Bash Script Component

Bash Script Component

Run a Bash script.

The script is executed in an external bash process hosted by the Matillion ETL instance. Any errors encountered while running the script will immediately halt it.

Since Matillion ETL is based on the latest Linux, the command line tools are all installed. Furthermore, the credentials stored in your current environment are exported into the shell, so you may (and indeed should!) omit security keys from your scripts when calling the APIs.

All the usual variables are made available in the bash environment and any changes made to such variables will never be visible outside of the current script execution.

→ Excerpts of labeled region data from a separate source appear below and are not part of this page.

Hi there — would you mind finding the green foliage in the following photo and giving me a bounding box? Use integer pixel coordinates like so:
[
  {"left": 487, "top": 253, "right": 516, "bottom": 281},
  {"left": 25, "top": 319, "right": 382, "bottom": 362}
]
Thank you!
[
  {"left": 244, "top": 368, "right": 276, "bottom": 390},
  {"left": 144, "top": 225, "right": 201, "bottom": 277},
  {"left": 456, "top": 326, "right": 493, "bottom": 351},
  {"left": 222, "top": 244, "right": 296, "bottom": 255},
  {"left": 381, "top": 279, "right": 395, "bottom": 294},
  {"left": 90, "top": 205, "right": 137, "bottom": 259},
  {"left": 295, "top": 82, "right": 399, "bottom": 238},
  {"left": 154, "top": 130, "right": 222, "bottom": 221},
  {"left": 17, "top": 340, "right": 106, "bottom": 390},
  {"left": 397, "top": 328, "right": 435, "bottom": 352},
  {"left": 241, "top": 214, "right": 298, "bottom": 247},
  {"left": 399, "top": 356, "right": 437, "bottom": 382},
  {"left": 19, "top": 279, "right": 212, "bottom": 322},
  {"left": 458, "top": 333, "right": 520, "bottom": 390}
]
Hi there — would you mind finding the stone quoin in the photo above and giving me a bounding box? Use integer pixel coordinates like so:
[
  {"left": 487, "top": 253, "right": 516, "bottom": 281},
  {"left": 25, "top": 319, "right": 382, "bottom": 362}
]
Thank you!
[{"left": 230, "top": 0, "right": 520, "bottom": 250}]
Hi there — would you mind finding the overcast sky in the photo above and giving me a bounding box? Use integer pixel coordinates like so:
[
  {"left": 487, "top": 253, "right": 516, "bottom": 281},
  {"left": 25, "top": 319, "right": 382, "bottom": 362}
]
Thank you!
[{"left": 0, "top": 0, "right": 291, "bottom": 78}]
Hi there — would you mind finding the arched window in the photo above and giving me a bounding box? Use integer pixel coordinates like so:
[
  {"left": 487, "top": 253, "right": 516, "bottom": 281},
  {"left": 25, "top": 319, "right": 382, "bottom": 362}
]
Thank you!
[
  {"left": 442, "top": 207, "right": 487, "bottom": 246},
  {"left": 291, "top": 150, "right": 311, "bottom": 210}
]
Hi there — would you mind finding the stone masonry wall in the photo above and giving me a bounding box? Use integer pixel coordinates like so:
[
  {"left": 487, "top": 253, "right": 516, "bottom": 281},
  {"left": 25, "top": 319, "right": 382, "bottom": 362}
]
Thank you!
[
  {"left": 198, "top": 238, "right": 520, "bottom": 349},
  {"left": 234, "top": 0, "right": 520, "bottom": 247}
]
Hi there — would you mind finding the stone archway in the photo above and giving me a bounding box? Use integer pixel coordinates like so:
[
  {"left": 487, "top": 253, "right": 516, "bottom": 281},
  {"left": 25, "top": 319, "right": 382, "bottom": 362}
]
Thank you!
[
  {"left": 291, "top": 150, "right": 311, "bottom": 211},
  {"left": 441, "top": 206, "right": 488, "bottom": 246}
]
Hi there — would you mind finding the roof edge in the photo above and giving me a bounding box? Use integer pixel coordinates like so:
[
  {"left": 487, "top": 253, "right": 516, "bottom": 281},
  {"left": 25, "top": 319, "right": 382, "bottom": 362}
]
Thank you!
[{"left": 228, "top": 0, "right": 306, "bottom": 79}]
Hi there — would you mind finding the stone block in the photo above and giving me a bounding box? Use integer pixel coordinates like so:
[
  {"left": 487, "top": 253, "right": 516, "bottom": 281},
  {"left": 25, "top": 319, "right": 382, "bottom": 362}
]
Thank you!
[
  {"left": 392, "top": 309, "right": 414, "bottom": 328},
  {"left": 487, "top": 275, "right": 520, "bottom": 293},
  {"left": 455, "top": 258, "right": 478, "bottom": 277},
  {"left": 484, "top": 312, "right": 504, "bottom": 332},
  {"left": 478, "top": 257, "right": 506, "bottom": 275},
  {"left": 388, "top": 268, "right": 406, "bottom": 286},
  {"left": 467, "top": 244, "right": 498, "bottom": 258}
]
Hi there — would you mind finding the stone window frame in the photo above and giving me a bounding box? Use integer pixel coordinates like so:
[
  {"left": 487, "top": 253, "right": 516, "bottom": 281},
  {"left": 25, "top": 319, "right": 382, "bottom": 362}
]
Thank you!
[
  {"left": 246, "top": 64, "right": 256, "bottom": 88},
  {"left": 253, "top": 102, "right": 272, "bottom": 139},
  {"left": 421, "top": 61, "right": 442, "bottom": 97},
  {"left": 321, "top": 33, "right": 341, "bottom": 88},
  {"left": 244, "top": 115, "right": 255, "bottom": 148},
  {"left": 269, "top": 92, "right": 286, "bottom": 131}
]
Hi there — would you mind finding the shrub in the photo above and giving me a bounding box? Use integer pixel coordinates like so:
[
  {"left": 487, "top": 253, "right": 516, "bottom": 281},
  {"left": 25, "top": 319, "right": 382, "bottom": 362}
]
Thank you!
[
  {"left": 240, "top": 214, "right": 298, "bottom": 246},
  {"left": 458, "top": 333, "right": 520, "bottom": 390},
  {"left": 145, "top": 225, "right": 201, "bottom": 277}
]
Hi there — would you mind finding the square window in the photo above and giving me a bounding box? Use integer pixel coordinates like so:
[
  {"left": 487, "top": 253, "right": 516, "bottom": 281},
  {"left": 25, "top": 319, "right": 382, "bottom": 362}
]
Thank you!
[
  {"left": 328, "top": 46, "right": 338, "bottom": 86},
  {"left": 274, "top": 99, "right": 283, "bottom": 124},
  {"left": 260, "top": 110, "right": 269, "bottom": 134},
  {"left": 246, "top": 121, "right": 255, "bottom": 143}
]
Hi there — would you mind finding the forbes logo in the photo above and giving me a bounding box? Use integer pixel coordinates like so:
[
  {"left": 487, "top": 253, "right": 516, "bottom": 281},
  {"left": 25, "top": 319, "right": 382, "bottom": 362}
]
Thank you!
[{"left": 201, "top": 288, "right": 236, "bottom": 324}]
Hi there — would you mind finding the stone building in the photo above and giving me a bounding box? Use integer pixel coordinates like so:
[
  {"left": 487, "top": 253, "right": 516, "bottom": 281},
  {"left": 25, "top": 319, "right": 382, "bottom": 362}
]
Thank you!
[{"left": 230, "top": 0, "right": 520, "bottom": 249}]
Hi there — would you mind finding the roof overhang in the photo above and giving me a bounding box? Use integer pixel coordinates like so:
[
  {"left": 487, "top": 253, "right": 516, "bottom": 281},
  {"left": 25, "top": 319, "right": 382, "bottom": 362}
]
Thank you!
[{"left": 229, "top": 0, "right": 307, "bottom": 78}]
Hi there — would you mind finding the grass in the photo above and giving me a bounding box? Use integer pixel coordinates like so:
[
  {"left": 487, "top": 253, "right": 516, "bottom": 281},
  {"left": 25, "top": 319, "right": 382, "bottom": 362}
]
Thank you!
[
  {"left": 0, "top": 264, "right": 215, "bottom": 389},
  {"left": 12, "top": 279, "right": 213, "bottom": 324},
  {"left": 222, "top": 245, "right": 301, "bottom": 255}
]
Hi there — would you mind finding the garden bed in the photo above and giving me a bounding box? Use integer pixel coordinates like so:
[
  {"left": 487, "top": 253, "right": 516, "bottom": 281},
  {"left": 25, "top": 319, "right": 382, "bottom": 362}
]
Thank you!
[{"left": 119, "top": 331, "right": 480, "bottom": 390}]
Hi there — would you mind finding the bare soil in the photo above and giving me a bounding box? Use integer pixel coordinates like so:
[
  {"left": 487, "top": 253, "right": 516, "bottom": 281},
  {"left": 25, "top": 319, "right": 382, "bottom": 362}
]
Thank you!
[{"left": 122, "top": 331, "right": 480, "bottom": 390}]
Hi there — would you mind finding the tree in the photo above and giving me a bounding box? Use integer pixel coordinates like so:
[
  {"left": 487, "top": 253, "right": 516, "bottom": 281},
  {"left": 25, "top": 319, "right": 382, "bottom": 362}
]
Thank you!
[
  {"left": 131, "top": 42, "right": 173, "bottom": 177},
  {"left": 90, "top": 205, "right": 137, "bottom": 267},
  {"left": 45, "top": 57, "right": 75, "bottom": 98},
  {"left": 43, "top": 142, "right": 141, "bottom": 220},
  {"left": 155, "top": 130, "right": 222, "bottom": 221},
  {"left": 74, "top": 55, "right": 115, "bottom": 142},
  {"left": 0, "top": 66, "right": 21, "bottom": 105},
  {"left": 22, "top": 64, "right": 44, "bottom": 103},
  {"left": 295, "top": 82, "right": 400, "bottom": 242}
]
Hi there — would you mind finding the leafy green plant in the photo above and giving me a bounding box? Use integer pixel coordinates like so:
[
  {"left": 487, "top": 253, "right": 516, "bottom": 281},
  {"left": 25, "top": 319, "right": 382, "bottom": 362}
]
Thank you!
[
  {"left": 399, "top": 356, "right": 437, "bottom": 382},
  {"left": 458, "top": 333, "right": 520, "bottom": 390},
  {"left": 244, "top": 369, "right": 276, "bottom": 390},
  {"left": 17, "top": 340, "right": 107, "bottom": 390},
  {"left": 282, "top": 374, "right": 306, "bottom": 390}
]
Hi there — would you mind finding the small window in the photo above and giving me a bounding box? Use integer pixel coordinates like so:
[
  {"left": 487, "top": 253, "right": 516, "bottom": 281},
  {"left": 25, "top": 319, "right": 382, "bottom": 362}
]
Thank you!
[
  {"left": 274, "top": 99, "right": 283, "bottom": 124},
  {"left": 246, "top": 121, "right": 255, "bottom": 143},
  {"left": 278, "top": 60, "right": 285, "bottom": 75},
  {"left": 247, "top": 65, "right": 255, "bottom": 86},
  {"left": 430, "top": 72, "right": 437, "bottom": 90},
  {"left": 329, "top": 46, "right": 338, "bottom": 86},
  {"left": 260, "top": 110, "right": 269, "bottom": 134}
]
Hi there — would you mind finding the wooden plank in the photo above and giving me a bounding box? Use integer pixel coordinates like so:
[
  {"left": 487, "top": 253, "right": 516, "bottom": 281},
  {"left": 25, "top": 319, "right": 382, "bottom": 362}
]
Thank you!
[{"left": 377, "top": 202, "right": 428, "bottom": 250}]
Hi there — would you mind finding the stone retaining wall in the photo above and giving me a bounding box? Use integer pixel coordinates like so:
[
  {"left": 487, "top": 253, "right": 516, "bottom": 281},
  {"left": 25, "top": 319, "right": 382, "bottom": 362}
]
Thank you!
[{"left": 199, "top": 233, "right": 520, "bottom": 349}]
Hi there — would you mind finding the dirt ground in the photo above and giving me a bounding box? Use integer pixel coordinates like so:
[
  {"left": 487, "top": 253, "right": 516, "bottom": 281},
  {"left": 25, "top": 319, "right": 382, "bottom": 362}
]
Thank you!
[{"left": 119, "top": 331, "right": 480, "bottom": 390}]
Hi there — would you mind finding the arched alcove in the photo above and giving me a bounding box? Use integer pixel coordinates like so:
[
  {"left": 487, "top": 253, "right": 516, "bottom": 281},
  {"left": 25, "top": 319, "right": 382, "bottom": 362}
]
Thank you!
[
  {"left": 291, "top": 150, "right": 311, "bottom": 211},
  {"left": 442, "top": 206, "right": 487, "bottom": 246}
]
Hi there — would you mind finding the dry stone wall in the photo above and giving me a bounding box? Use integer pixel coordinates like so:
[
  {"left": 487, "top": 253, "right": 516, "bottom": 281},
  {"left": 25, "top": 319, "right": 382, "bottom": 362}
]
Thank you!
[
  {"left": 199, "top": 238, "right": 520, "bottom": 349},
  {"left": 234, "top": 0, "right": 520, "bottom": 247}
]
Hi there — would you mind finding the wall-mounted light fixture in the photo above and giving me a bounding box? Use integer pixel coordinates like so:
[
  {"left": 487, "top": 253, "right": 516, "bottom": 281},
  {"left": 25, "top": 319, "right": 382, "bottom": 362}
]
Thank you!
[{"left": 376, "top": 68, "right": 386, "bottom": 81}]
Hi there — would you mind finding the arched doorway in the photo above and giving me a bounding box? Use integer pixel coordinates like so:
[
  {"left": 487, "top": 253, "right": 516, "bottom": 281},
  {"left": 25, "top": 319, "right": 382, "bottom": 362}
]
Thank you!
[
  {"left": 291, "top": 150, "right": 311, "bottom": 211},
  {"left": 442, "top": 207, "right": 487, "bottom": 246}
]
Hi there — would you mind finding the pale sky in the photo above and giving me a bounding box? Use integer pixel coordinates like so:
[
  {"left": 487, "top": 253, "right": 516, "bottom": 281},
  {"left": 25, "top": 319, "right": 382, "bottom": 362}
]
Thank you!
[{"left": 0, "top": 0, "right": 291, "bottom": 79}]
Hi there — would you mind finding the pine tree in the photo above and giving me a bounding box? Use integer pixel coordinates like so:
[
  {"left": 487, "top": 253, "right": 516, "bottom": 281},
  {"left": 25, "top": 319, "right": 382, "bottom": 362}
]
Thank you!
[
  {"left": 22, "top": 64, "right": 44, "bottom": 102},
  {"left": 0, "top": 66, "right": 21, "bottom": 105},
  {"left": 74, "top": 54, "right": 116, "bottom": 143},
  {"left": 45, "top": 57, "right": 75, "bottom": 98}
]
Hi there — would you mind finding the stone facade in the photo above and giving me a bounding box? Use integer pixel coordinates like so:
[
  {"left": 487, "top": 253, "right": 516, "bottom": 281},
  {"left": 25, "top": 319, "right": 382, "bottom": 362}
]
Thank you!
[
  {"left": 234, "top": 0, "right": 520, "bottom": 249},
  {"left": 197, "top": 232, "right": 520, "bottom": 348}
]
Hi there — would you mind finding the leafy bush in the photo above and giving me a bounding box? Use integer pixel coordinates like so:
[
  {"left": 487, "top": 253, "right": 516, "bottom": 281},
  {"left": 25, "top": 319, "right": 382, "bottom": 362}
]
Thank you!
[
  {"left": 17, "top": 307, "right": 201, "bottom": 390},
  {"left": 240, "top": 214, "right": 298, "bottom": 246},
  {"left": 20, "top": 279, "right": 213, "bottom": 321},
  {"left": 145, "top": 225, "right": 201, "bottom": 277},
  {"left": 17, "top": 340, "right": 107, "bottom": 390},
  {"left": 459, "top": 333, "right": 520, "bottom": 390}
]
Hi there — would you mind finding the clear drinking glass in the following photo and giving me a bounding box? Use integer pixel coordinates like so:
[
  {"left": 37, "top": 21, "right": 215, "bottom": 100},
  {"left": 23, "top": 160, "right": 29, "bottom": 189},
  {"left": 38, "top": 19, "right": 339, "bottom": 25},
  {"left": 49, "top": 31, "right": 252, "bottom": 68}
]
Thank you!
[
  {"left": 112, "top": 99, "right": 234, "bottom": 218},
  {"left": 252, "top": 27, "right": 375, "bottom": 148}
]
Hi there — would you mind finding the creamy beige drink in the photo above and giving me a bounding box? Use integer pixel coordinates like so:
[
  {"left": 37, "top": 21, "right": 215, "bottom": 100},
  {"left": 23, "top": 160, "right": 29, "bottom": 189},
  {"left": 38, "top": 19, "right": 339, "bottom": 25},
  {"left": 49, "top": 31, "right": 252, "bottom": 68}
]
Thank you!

Matillion ETL runs as a Tomcat user and care must be taken to ensure this user has sufficient access to resources and does not uninstall any customer-installed Bash libraries.

Cancellation and Timeout

If you cancel a task while a Bash script is running, then it is killed. If the timeout is exceeded the script is also killed. The purpose of the timeout is to ensure scripts will never run forever even if they enter an infinite loop, or are blocking by an external resource.

Properties

Property Setting Description
Name Text The descriptive name for the component.
Script Text The bash script to execute. Output from commands should be brief as it is sent into the task status message.
Timeout Integer Number of seconds to wait for script termination. After Timeout seconds, the script is forcibly terminated.
The default is 360 seconds (5 minutes).

Strategy

Runs the script, redirecting any output it produces into the task message.

Example

In this example we are staging a small amount of data to form part of a monthly report. We want to backup this data at the end of the run so we use a Bash Script component to create a copy of the staged data in the S3 bucket. The job is shown below.

The Bash Script component properties are simple. The component is optionally given a name, then the script is written and a timeout duration is specified.

The script used is shown below. This simply archives the data staged on S3 into a separate 'backups' directory. In this case, the name of the data directory is given by a variable that is set at the beginning of the job (variables may be declared through Project → Manage Environment Variables.

As an embellishment, the rowcount of the data staging component is exported to another variable set up in advanced.

When run, the job will end with a backup of the data being created. Due to the echo command, the name of the file and the rowcount will be printed in the Tasks console.